Pakar Ekonomi Universitas Mataram, Associate Professor Dr. Iwan Harsono, menegaskan bahwa langkah ini harus dimaknai sebagai upaya strategis Gubernur untuk mengoreksi arah birokrasi. Fokus utama kini bergeser dari sekadar bekerja menjadi bekerja dengan sistem dan orientasi hasil yang nyata.
Iwan menyoroti bahwa masalah klasik birokrasi daerah bukanlah kekurangan anggaran, melainkan lemahnya sistem kerja yang membuat dampak program tidak optimal.
“Masalahnya bukan pada kecilnya anggaran, tetapi pada rendahnya efektivitas penggunaan anggaran tersebut. Peningkatan anggaran bukan lagi solusi utama di tengah tantangan fiskal yang ketat,” tegas Dosen Pascasarjana Unram tersebut.
Menurutnya, penguatan keterhubungan antara perencanaan, penganggaran, dan implementasi menjadi kunci agar setiap rupiah belanja publik menghasilkan nilai tambah bagi pembangunan daerah.
Dalam struktur pemda, posisi Sekda adalah pengendali sistem. Iwan menilai pelantikan ini merupakan dorongan menuju penerapan manajemen talenta dan sistem merit. Pola kerja lama yang berbasis kebiasaan diharapkan segera bergeser menjadi berbasis profesionalisme.
Beberapa poin krusial yang diharapkan dari kepemimpinan Sekda baru antara lain:
Kepastian Komando: Mengakhiri masa transisi jabatan yang selama ini menghambat kecepatan pengambilan keputusan.

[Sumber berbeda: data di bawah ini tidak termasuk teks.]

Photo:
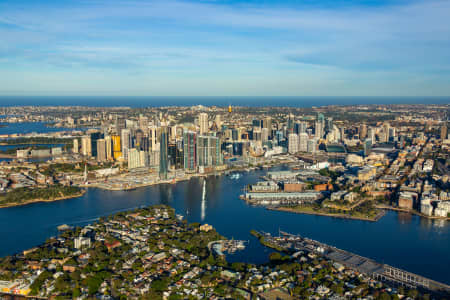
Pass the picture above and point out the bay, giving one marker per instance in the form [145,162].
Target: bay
[406,241]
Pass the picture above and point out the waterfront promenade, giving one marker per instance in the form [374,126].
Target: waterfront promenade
[382,272]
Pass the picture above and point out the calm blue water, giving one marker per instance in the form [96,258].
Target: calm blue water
[410,242]
[220,101]
[29,127]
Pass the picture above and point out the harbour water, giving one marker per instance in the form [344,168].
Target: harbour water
[402,240]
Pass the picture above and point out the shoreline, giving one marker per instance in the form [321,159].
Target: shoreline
[42,200]
[414,212]
[341,216]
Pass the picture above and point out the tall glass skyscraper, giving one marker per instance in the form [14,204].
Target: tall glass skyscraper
[164,161]
[190,148]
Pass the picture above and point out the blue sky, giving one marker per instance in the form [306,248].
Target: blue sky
[225,48]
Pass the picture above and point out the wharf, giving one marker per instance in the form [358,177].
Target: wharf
[378,271]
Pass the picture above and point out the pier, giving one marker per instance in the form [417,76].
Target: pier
[382,272]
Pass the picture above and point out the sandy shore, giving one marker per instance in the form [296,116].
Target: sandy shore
[411,212]
[342,216]
[43,200]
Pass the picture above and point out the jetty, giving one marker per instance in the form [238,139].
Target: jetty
[382,272]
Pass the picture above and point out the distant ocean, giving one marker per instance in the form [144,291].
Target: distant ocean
[219,101]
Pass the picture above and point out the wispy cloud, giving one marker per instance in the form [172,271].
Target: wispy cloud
[231,44]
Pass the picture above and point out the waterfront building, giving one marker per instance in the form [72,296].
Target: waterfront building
[120,125]
[163,153]
[101,150]
[86,146]
[318,129]
[267,123]
[137,159]
[143,122]
[126,142]
[444,131]
[153,138]
[367,147]
[371,135]
[117,147]
[312,145]
[218,122]
[154,158]
[203,123]
[208,151]
[264,135]
[108,147]
[293,143]
[303,142]
[76,147]
[95,136]
[362,131]
[190,148]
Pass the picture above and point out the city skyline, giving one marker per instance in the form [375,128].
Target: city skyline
[217,48]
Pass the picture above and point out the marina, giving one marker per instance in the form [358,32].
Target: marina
[379,271]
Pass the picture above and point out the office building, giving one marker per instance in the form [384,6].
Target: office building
[86,146]
[164,160]
[293,143]
[303,142]
[190,148]
[76,146]
[208,151]
[101,150]
[203,123]
[108,145]
[117,147]
[125,139]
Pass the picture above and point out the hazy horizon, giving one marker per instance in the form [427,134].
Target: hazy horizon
[204,48]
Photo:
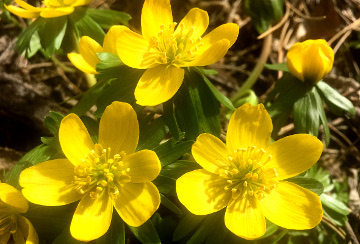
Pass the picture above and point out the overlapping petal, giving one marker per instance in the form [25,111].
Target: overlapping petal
[202,192]
[211,153]
[49,183]
[245,218]
[249,126]
[92,217]
[155,13]
[119,128]
[74,139]
[137,202]
[292,207]
[144,166]
[294,154]
[159,84]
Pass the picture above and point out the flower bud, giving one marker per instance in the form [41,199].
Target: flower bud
[311,60]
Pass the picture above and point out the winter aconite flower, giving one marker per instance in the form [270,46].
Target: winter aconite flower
[247,176]
[102,176]
[87,59]
[12,224]
[311,60]
[165,47]
[51,9]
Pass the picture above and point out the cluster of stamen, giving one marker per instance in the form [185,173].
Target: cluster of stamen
[247,176]
[100,172]
[174,47]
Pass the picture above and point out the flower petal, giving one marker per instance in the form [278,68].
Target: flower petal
[292,207]
[79,62]
[229,31]
[23,13]
[144,166]
[294,154]
[159,84]
[210,152]
[56,12]
[245,218]
[211,55]
[134,50]
[155,13]
[202,192]
[119,128]
[49,183]
[249,126]
[195,22]
[27,230]
[92,217]
[137,202]
[74,139]
[11,196]
[111,37]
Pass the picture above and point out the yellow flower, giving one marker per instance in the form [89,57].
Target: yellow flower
[247,176]
[102,176]
[87,59]
[164,50]
[52,9]
[12,204]
[311,60]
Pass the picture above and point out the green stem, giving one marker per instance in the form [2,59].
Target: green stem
[250,81]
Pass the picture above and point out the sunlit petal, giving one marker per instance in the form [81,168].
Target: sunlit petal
[137,202]
[202,192]
[292,207]
[159,84]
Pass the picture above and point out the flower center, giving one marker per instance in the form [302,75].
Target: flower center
[247,175]
[100,172]
[175,48]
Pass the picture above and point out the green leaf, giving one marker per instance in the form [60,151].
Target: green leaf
[334,100]
[196,108]
[52,33]
[108,18]
[172,150]
[187,224]
[218,95]
[146,233]
[308,183]
[277,67]
[23,42]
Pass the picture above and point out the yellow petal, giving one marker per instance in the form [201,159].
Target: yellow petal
[88,49]
[74,139]
[202,192]
[79,62]
[133,49]
[159,84]
[22,12]
[111,37]
[210,152]
[249,126]
[245,218]
[137,202]
[294,154]
[92,217]
[49,183]
[194,24]
[229,31]
[211,55]
[155,13]
[12,197]
[27,230]
[144,166]
[119,128]
[56,12]
[293,207]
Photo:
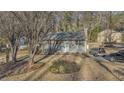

Sinkronisasi OPD: Memastikan seluruh Organisasi Perangkat Daerah (OPD) bekerja dalam satu kerangka kebijakan yang utuh.
Dengan target ambisius dalam RPJMD 2025–2029 dan keterbatasan fiskal yang ada, Iwan menyebut penguatan tata kelola adalah satu-satunya pilihan rasional bagi Pemprov NTB. Ia juga mengingatkan agar perdebatan mengenai latar belakang pejabat tidak mengaburkan substansi kapasitas dan integritas.
“Keputusan yang tepat hanyalah separuh dari pekerjaan. Separuh lainnya adalah memastikan keputusan itu dijalankan secara konsisten di lapangan,” pungkas Iwan.